04/20/2024

California Schools Facing $24B in Retiree Health Costs

SACRAMENTO, Calif. (AP) — California schools are on the hook for $24 billion in future health care costs for their retirees, a mountain of debt that’s forcing some districts to curb benefits or spend less on teacher salaries and classroom equipment, according to a new state report.

Los Angeles Unified School District boasts a whopping 56 percent share — or $13.5 billion — of the unfunded liability, although it educates nine percent of California’s public school population. It’s historically provided some of the most generous retiree health benefits, including lifetime coverage for retirees and their spouses.

Teachers’ union representatives argued good health care is an essential tool for recruiting and retaining teachers. But the looming debt means newer teachers are offered skimpier benefits and less money is available to spend in classrooms.

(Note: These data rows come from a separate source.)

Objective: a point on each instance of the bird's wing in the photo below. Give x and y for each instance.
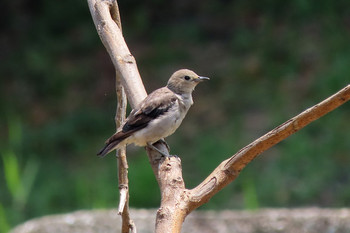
(153, 106)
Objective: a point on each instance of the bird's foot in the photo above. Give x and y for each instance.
(164, 142)
(149, 145)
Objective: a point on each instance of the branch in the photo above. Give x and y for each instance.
(229, 169)
(112, 38)
(103, 13)
(177, 202)
(123, 209)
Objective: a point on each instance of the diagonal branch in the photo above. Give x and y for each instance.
(177, 201)
(229, 169)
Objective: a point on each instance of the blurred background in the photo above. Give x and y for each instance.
(268, 60)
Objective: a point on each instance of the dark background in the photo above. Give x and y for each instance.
(268, 60)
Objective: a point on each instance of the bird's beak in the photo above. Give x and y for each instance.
(201, 78)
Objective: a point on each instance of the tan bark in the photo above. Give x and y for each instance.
(177, 201)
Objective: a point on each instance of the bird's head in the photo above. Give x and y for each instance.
(184, 81)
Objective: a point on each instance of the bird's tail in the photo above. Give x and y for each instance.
(111, 144)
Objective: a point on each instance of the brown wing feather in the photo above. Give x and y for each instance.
(153, 106)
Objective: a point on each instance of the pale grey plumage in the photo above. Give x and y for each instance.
(159, 114)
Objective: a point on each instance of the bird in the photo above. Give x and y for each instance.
(158, 115)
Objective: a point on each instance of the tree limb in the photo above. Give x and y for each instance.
(229, 169)
(177, 201)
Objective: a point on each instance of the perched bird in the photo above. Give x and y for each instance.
(158, 115)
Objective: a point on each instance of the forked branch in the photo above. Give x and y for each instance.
(177, 201)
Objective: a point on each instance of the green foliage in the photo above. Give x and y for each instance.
(268, 60)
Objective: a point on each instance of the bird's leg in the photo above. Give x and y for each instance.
(149, 145)
(164, 142)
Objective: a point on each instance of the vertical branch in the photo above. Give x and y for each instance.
(123, 209)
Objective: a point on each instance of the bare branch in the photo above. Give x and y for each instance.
(229, 169)
(177, 201)
(112, 38)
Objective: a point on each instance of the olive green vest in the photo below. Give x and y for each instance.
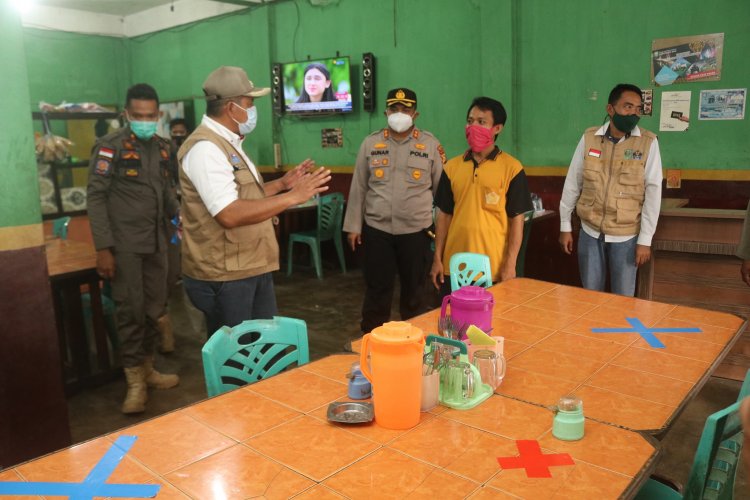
(614, 182)
(211, 252)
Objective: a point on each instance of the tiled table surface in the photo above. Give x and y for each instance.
(272, 440)
(551, 351)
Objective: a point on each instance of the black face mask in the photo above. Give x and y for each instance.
(625, 123)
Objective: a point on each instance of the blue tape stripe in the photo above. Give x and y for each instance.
(645, 332)
(74, 489)
(106, 466)
(94, 485)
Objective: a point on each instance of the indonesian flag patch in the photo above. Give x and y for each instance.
(107, 153)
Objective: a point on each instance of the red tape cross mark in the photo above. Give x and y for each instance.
(533, 460)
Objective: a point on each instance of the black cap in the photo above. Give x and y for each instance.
(401, 96)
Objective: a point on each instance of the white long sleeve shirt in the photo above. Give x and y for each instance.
(208, 169)
(651, 203)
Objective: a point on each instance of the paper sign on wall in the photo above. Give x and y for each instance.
(686, 59)
(724, 104)
(675, 111)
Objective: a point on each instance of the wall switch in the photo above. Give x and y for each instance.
(674, 179)
(277, 155)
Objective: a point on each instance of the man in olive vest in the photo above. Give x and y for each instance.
(614, 184)
(229, 247)
(130, 199)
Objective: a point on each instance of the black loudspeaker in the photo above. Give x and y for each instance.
(368, 81)
(277, 90)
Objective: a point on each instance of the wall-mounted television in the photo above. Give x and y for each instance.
(319, 86)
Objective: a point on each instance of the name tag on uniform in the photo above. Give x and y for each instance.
(491, 198)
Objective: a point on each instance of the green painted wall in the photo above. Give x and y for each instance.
(75, 68)
(544, 59)
(567, 54)
(19, 191)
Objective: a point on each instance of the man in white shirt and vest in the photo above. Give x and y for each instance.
(229, 248)
(614, 184)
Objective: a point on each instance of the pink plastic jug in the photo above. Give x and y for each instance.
(470, 305)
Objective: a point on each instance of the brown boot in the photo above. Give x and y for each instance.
(135, 400)
(167, 336)
(158, 380)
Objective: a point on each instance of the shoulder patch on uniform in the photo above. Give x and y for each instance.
(106, 153)
(441, 152)
(103, 167)
(130, 155)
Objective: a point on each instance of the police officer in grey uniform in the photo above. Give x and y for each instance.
(389, 210)
(129, 202)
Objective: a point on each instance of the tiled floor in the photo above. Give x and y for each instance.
(331, 308)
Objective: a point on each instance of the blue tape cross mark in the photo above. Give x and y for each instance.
(93, 485)
(646, 332)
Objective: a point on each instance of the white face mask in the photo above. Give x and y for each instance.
(400, 122)
(249, 124)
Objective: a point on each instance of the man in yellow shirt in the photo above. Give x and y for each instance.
(481, 199)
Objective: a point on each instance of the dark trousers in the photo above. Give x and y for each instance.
(385, 255)
(139, 289)
(229, 303)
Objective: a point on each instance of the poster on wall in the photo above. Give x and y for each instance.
(724, 104)
(647, 96)
(675, 111)
(686, 59)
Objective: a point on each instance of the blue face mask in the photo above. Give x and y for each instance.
(143, 130)
(252, 120)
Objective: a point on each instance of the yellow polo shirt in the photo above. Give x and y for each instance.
(482, 197)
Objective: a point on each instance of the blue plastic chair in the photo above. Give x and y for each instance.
(330, 210)
(60, 227)
(470, 269)
(528, 218)
(715, 463)
(253, 350)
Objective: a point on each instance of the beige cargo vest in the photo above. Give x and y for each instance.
(209, 251)
(614, 182)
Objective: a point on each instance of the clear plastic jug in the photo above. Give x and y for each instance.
(395, 371)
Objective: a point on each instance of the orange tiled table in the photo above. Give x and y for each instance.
(621, 379)
(272, 439)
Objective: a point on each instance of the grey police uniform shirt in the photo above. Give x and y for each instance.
(130, 197)
(394, 183)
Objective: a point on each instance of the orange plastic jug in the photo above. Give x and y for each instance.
(395, 371)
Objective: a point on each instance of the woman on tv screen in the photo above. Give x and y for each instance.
(317, 87)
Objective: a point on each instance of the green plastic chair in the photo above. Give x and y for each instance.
(468, 268)
(253, 350)
(715, 463)
(528, 218)
(60, 227)
(330, 210)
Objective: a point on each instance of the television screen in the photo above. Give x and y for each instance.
(320, 86)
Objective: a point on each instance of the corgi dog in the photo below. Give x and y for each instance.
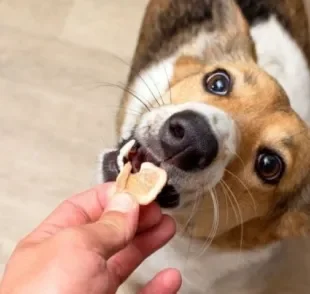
(219, 97)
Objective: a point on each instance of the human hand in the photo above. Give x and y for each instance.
(90, 244)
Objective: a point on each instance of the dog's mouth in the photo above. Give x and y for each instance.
(137, 154)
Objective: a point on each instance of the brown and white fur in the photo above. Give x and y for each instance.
(231, 222)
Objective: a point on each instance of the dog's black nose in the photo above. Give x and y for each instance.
(188, 141)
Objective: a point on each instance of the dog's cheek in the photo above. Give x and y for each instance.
(109, 167)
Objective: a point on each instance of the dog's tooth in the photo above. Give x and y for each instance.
(123, 153)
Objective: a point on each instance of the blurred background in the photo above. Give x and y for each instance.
(56, 115)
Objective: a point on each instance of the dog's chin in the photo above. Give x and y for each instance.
(168, 198)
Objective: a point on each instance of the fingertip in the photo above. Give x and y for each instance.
(172, 279)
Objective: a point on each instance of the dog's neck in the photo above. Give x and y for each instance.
(204, 268)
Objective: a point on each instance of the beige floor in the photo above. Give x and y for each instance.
(55, 114)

“Districts have to pay our bills and our basic bills are employee costs,” said Teri Burns, a lobbyist for the California School Boards Association. “As that goes up, there’s just that much less that’s available for everything else — books and modernization, computers, professional development.”

Beyond retiree health benefits, California’s teacher pension fund is facing nearly $100 billion in future payments it can’t currently afford.

“A hundred and 25 billion is like an anchor for families with kids in public schools,” said David Crane, a Stanford University lecturer who writes on state pensions. “It drags down the performance of schools because the money doesn’t even make it into the classroom. It’s a really big problem.”